I have a MySQL table that is constantly updated every hour. Given an existing MySQL table below:
date time price
11/6/2019 7:10 4.56
11/6/2019 7:15 5.01
11/6/2019 7:20 4.87
11/6/2019 7:25 4.54
Two questions:
How can I avoid inserting duplicate rows if there is another entry on 11/6/2019 at 7:25 with the same 4.54 price?
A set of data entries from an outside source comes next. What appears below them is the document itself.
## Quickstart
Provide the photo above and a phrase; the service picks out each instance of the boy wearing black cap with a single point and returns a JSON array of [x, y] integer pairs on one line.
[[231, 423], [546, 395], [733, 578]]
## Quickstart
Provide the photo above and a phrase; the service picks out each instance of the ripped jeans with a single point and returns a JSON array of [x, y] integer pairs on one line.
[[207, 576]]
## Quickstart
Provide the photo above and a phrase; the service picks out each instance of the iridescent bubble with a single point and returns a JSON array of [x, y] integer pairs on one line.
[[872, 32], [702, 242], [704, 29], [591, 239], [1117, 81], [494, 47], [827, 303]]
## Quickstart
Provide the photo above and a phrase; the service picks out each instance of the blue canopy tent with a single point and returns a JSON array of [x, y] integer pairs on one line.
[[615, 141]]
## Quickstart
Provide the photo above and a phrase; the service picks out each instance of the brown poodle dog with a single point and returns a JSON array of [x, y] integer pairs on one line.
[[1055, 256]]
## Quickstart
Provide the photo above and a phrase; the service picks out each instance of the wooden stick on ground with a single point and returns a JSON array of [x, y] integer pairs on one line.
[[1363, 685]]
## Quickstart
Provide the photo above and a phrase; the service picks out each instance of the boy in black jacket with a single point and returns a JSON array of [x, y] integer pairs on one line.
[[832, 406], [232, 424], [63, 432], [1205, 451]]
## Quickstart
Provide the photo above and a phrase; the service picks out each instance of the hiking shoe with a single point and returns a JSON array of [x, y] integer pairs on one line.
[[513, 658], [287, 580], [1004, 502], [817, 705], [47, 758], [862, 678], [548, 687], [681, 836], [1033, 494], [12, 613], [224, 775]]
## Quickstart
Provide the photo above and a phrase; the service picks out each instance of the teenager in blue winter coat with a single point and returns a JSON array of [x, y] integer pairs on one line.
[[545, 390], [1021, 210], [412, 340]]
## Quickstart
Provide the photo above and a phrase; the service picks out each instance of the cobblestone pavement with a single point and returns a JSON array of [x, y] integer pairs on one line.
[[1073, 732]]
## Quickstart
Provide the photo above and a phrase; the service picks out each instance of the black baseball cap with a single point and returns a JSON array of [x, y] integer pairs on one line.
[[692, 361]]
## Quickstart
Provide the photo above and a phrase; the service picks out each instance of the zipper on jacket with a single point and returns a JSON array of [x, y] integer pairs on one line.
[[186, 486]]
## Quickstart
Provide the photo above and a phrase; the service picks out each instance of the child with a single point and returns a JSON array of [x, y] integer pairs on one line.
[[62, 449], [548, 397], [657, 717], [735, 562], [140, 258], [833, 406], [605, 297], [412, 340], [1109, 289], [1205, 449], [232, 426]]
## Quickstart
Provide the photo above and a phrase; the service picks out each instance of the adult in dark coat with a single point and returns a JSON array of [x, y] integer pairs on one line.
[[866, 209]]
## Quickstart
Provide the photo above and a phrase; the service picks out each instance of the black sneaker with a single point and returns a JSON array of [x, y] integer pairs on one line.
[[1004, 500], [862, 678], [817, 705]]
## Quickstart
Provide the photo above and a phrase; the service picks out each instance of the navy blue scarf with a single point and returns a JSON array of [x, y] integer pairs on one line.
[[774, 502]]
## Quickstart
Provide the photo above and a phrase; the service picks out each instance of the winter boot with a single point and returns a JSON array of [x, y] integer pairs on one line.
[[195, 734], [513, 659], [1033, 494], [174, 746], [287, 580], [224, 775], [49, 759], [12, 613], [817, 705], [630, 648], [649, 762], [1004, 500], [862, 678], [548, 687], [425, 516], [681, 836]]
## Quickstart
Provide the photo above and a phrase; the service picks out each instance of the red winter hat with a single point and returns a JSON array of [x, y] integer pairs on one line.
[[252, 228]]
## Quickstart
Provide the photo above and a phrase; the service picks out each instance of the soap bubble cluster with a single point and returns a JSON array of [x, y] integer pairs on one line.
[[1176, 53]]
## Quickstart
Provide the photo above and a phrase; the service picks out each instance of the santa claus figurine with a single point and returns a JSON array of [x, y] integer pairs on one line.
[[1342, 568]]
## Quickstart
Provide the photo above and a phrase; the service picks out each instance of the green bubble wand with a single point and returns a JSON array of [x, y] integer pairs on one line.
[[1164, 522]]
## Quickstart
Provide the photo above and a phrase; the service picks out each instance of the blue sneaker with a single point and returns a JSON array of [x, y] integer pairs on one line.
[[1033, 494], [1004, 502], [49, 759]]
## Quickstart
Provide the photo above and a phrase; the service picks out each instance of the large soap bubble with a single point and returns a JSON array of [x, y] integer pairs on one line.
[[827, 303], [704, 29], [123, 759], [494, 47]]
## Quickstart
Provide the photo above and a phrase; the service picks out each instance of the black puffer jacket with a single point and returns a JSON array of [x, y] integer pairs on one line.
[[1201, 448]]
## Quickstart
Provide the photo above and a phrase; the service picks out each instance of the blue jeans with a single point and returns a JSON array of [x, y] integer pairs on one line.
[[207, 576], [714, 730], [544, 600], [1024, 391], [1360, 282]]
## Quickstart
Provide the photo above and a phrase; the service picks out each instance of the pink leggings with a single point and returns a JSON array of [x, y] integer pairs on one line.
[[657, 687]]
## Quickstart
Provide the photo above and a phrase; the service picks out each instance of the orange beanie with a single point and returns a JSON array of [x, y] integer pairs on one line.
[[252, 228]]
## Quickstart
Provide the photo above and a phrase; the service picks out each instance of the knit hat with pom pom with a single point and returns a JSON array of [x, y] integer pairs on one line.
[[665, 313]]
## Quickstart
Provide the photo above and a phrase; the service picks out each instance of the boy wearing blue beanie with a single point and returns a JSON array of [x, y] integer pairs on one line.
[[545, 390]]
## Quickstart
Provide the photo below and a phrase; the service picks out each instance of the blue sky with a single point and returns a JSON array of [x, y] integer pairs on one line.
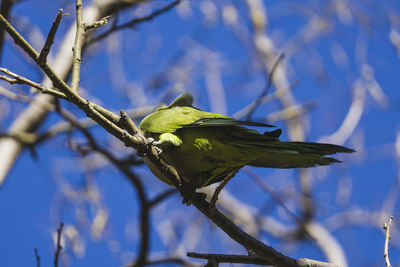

How can I insert the latest price if there is a new insert entry for 11/6/2019 at 7:25 with the latest price of 5.02? (this latest entry, same date/time but different price will replace the existing)
I am new to MySQL and I tried Googling but am unable to find any clear answers - it is making me more confused rather. It seems like in this case, using primary key/unique key is not an option.
I am using Pandas/sqlalchemy/MySQLdb. My code is below
import pandas as pd
import numpy as np
import MySQLdb
from sqlalchemy import create_engine
df = pd.read_csv('summary_1.csv')
price_df = df[['date','time','price']]
engine = create_engine('mysql+mysqldb://root:python@localhost:3306/testdb2',
echo = False)
df.to_sql(name = 'price', con=engine, if_exists = 'append', index = True)
Anyone can enlighten me? Let me know if you need more information. Thank you!